Bagaimana cara Rossi mengerem? Rossi mengerem dengan 3 jari secara habis-habisan (dengan 2 jari, Rossi merasa kurang yakin), baru sesaat sebelum masuk tikungan rem sedikit dikendurkan dan bersiap-siap untuk rebah. Saat mengerem habis di fase awal, tangan diluruskan untuk menahan gaya kinetik. Badan (pantat-red) dimundurkan hingga mentok ke belakang untuk menjaga kestabilan roda belakang. Saat sebelum memasuki tikungan, tangan dan kedua lutut diregangkan keluar untuk membantu pengereman. dengkul di arah yang berlawanan dengan tikungan dikeluarkan untuk membantu pengereman (rem udara kali ya???), sedangkan kaki sebelah dalam diturunkan layaknya balap Supermoto. Menurut Rossi, trik ini sebenarnya bagi dia sendiri hanyalah sebuah refleks, belum ada penelitian yang mengatakan trik ini membuat pembalap dapat lebih singkat dan membutuhkan jarak lebih sedikit dalam pengereman. Ia juga menambahkan, trik ini membuatnya merasa dapat mengerem lebih keras.
Stoner dan Pedrosa pun mengatakan hal yang sama. Hanya saja, Stoner mengakui teknik ini juga mempengaruhi keseimbangan dan titik berat. Pedrosa sebaliknya tidak banyak komentar layaknya the Doctor. Kata Pedrosa, cuma refleks dan membantu dalam pengereman keras dan lebih dekat dengan tikungan. Ketika ditanya lebih lanjut, kenapa tidak dari tahun-tahun kemarin ia menggunakan trik ini, Pedrosa menjawab: Sekarang kami mengerem lebih dekat dengan tikungan, tambah dekat.... (berarti tahun-tahun kemarin ga serius dong??!!!! Apa tidak mau ngaku ikut-ikutan Rossi??!!!).
Lanjut Bro...
Rossi mengatakan, doi mengerem 95 persen dengan ban depan dan 5% dengan ban belakang, Beda dibandingkan saat 500cc dan 990cc, saat itu dia menggunakan juga rem belakang untuk menstabilkan motor, sedangkan di zaman 800 cc, tugas ini diambil alih peranti elektronik. Yang 5 % itu di kelas 800 cc ya porsi remnya, sedikit memang, tetapi dibandingkan 0% lebih baik kan? Intinya, di kelas 800 cc rem belakang berfungsi untuk pengereman yang 5 % itu, sedangkan masalah stabilitas diambil alih peranti elektronik. (kita tinggalkan bagian agak membingungkan ini....)

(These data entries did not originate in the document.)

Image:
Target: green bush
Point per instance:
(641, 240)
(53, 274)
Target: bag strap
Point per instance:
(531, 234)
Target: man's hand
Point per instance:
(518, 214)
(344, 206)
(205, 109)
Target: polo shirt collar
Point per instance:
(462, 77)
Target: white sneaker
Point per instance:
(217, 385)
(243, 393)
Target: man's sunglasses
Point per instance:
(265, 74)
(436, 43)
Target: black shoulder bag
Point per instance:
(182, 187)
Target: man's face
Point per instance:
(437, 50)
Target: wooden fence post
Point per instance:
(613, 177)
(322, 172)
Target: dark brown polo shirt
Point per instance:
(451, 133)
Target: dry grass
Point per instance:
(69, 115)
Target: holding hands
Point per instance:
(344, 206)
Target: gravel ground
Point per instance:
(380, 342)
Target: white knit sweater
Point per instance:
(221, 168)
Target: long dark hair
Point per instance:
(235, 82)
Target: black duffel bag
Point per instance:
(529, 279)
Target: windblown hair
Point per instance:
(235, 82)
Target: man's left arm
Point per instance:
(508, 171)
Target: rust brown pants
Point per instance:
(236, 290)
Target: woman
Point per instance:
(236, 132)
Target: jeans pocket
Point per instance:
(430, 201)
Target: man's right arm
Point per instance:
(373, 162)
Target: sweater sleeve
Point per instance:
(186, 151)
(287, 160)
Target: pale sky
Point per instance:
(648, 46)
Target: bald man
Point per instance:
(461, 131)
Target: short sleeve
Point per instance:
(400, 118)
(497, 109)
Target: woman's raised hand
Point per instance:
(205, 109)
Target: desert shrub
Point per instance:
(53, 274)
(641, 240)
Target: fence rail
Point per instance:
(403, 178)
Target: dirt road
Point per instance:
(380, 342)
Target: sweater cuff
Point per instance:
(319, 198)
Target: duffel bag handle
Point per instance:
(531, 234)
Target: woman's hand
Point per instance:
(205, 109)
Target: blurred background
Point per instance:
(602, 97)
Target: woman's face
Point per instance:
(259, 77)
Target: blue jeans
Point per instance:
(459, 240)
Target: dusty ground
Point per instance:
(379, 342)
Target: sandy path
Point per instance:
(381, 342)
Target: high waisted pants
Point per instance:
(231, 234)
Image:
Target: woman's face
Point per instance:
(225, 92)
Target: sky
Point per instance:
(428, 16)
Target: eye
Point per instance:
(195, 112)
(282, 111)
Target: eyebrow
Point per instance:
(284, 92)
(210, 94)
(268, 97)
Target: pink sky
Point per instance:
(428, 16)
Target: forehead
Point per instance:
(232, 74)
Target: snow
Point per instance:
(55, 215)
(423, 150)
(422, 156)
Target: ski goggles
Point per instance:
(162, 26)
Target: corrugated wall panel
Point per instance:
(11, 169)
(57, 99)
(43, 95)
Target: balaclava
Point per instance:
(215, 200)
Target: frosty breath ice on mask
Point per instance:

Saat mulai memasuki tikungan, rem sebisa mungkin dilepas sedini mungkin, tentunya tanpa harus keluar dari racing line. Berbeda dengan 990 cc yang bisa mengerem hingga masuk dalam tikungan, 800 cc menuntut teknik balap berbeda. Jika teknik mengerem hingga masuk dalam tikungan di kelas 990 cc masih digunakan, pembalap di kelas 800 cc akan kehilangan kecepatan di tikungan. Di kelas 990 cc, hilangnya rolling speed akan dikejar dengan akselerasi yang lebih brutal dibandingkan kelas 800cc. Karena itulah, kecepatan di tikungan untuk kelas 800 cc lebih penting, dan lebih sesuai dengan karakteristik motor keseluruhan. Makanya pembalap yang over agressiv dengan gaya balap superbike tidak terlalu berkembang di kelas 800 cc!

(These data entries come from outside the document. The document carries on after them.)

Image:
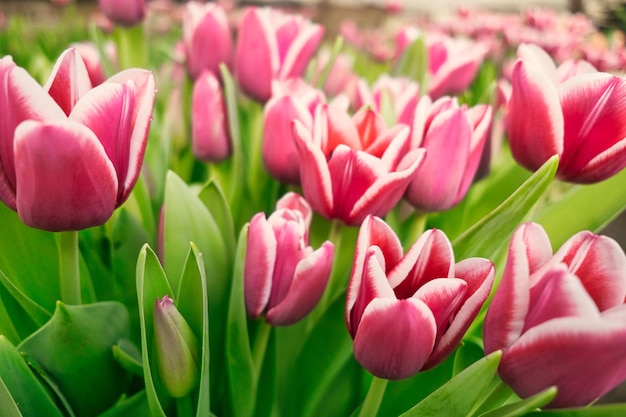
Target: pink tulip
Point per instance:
(559, 319)
(69, 155)
(292, 100)
(272, 45)
(583, 119)
(454, 138)
(207, 38)
(124, 12)
(350, 167)
(408, 312)
(284, 278)
(210, 137)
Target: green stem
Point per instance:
(69, 272)
(260, 345)
(374, 397)
(184, 406)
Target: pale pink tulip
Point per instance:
(408, 312)
(284, 277)
(272, 45)
(559, 319)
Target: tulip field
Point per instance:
(239, 210)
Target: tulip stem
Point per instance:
(374, 397)
(69, 272)
(260, 345)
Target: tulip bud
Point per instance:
(124, 12)
(177, 351)
(210, 135)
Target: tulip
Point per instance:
(292, 100)
(454, 138)
(583, 119)
(207, 38)
(210, 137)
(559, 319)
(177, 349)
(350, 167)
(284, 278)
(68, 155)
(272, 45)
(408, 312)
(124, 12)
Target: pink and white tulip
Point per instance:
(454, 138)
(207, 38)
(284, 277)
(581, 119)
(559, 319)
(408, 312)
(70, 155)
(273, 45)
(210, 135)
(351, 167)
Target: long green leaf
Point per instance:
(487, 237)
(459, 395)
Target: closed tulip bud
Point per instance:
(581, 119)
(454, 138)
(272, 45)
(351, 166)
(210, 137)
(408, 312)
(177, 349)
(559, 318)
(207, 38)
(124, 12)
(284, 277)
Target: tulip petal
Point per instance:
(535, 123)
(430, 257)
(69, 80)
(528, 250)
(594, 123)
(256, 54)
(395, 337)
(65, 180)
(584, 358)
(259, 265)
(314, 173)
(306, 289)
(600, 264)
(478, 274)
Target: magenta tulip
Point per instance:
(210, 137)
(284, 278)
(207, 38)
(559, 319)
(124, 12)
(272, 45)
(69, 155)
(292, 100)
(583, 119)
(454, 138)
(350, 167)
(408, 312)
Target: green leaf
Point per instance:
(193, 304)
(487, 237)
(23, 387)
(414, 63)
(459, 395)
(611, 410)
(584, 207)
(75, 349)
(151, 284)
(242, 378)
(523, 407)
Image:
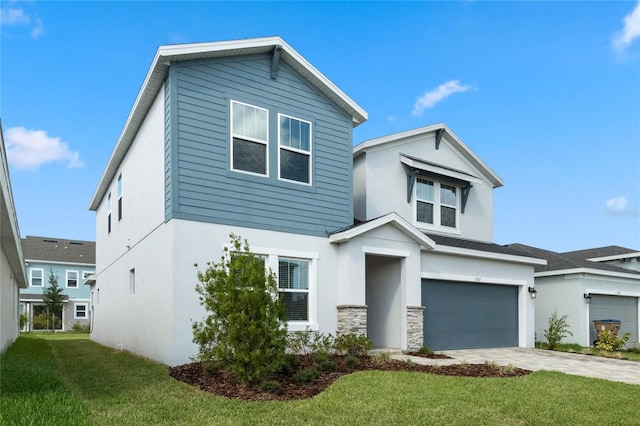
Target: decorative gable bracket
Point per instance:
(439, 134)
(275, 61)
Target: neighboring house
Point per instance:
(587, 285)
(71, 262)
(12, 272)
(247, 137)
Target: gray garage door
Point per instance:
(460, 315)
(621, 308)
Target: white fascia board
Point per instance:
(160, 67)
(460, 146)
(398, 222)
(416, 164)
(55, 262)
(587, 271)
(616, 257)
(488, 255)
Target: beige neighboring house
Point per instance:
(12, 272)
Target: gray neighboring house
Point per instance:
(587, 285)
(12, 273)
(72, 261)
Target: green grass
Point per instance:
(104, 386)
(576, 348)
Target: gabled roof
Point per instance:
(561, 263)
(59, 250)
(460, 146)
(603, 253)
(184, 52)
(476, 248)
(9, 231)
(393, 219)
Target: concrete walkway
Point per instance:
(538, 359)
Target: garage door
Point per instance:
(461, 315)
(621, 308)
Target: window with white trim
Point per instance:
(36, 277)
(109, 213)
(293, 285)
(436, 204)
(80, 311)
(249, 138)
(120, 197)
(72, 279)
(294, 154)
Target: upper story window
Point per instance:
(294, 154)
(119, 197)
(436, 203)
(36, 277)
(109, 212)
(72, 279)
(249, 138)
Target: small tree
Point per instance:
(245, 329)
(556, 330)
(53, 300)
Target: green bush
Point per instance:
(353, 344)
(352, 362)
(610, 342)
(425, 351)
(246, 325)
(306, 376)
(557, 330)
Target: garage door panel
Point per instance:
(461, 315)
(624, 309)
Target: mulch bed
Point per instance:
(225, 384)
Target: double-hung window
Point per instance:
(249, 138)
(35, 277)
(72, 279)
(293, 287)
(294, 154)
(436, 203)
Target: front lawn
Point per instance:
(45, 381)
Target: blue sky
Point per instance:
(546, 93)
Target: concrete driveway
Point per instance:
(538, 359)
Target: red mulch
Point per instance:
(225, 384)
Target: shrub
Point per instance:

Menurut Rossi, untuk bisa cepat di tikungan, dirinya berusaha mencari batas dimana ban depan tidak kehilangan traksi saat menikung sambil mengerem. Di kelas 800 cc, pembalap tidak bisa menggunakan teknik sliding dengan ban depan untuk mengurangi kecepatan, ya karena itu tadi, pada intinya motor 800 cc tidak mengerem ke dalam tikungan sedalam motor 990 cc. Kalau masih ngotot, ya kecepatan di tikungan terlalu turun! Rossi menambahkan, momen saat mulai melepas tuas rem sangat menentukan, sebab terlambat 10 meter saja, maka hilanglah kecepatan maksimal di tikungan (kalau kecepetan, ya jadilah kaya DePuniet tahun lalu yang hobi nge-gravel). Jadi, sebisa mungkin tuas rem dilepas sedini mungkin, sebab di kelas 800 cc yang paling menentukan adalah kecepatan saat motor rebah! Nah makanya Yamaha berjaya di 800 cc!

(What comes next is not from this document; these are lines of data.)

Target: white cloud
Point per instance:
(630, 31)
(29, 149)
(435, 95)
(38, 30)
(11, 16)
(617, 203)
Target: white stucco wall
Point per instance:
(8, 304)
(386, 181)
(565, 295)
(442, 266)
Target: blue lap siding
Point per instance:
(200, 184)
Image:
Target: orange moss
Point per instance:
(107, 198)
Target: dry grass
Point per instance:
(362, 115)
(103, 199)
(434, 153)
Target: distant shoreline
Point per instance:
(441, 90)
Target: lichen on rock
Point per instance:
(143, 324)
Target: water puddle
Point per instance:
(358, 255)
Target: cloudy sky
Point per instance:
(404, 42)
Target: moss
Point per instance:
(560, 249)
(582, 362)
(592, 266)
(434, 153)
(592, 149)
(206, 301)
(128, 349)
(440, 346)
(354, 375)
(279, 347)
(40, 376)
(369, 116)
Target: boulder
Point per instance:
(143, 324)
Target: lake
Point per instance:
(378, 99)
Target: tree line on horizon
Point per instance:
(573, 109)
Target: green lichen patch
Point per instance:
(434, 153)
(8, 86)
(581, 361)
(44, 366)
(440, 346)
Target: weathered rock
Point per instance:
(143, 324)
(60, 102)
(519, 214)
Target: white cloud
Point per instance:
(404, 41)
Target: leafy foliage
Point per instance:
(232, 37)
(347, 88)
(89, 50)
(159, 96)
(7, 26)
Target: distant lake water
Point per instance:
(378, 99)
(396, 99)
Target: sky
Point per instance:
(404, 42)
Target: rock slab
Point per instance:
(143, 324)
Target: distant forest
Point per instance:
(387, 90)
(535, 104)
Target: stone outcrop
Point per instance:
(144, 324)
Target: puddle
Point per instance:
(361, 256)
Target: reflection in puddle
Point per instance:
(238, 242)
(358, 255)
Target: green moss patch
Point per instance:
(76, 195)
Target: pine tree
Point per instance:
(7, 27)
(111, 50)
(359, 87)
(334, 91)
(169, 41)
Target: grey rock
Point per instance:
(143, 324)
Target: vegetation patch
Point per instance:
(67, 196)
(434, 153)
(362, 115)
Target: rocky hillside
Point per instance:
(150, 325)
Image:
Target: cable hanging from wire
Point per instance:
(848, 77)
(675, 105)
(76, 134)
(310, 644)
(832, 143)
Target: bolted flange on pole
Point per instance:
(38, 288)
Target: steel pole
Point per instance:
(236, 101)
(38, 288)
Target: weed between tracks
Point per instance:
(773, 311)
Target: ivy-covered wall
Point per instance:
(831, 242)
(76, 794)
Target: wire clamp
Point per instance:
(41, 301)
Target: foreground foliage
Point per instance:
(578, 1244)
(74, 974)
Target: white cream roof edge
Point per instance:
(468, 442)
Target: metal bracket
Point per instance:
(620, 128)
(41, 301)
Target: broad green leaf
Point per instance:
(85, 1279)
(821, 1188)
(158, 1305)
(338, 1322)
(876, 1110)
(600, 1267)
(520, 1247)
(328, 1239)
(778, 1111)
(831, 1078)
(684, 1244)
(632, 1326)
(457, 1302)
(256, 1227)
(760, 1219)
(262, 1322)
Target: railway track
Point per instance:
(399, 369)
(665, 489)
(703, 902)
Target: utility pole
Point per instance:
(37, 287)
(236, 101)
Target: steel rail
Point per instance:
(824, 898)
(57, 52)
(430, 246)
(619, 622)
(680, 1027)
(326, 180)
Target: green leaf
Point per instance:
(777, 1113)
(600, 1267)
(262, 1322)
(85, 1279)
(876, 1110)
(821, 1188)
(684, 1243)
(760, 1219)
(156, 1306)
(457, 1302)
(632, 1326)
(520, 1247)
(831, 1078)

Ketika memasuki tikungan, tangan harus rileks dan berusaha untuk menemukan line yang tepat. Saat merebahkan motor menjadi moment yang menentukan, apakah linenya didapat atau tidak. Untuk dapat mempertahankan motor di line balapnya, Rossi menggunakan badan dan dengkulnya. Nah bagaimanakah Rossi menaklukkan tikungan? Tips-tips apa yang digunakan the Doctor untuk membuatnya menjadi sosok yang paling ditakuti pembalap lain di tikungan? Adakah tips dari Rossi yang bisa dipraktikkan saat mudik? Tunggu saja minggu depan........
Kata Wayne Rainey, sang juara dunia 500cc 1990, 1991 dan 1992 (pada tahun 1991):
Di kelas 500 cc tidak ada engine brake, ban depan sliding saat memasuki tikungan, jika saya memasuki tikungan itu terlalu cepat. Pada intinya, begini cara kerjanya: kamu rebahkan motor dan berusaha untuk mendapatkan feeling yang bagus di roda depan. Kalau kamu merasakan bagian depan bergerak dan ban depan perlahan menjadi tidak stabil, lebih jatuhkan badan kamu sedikit ke dalam tikungan. Ban depan akan sliding, dan kecepatan akan berkurang.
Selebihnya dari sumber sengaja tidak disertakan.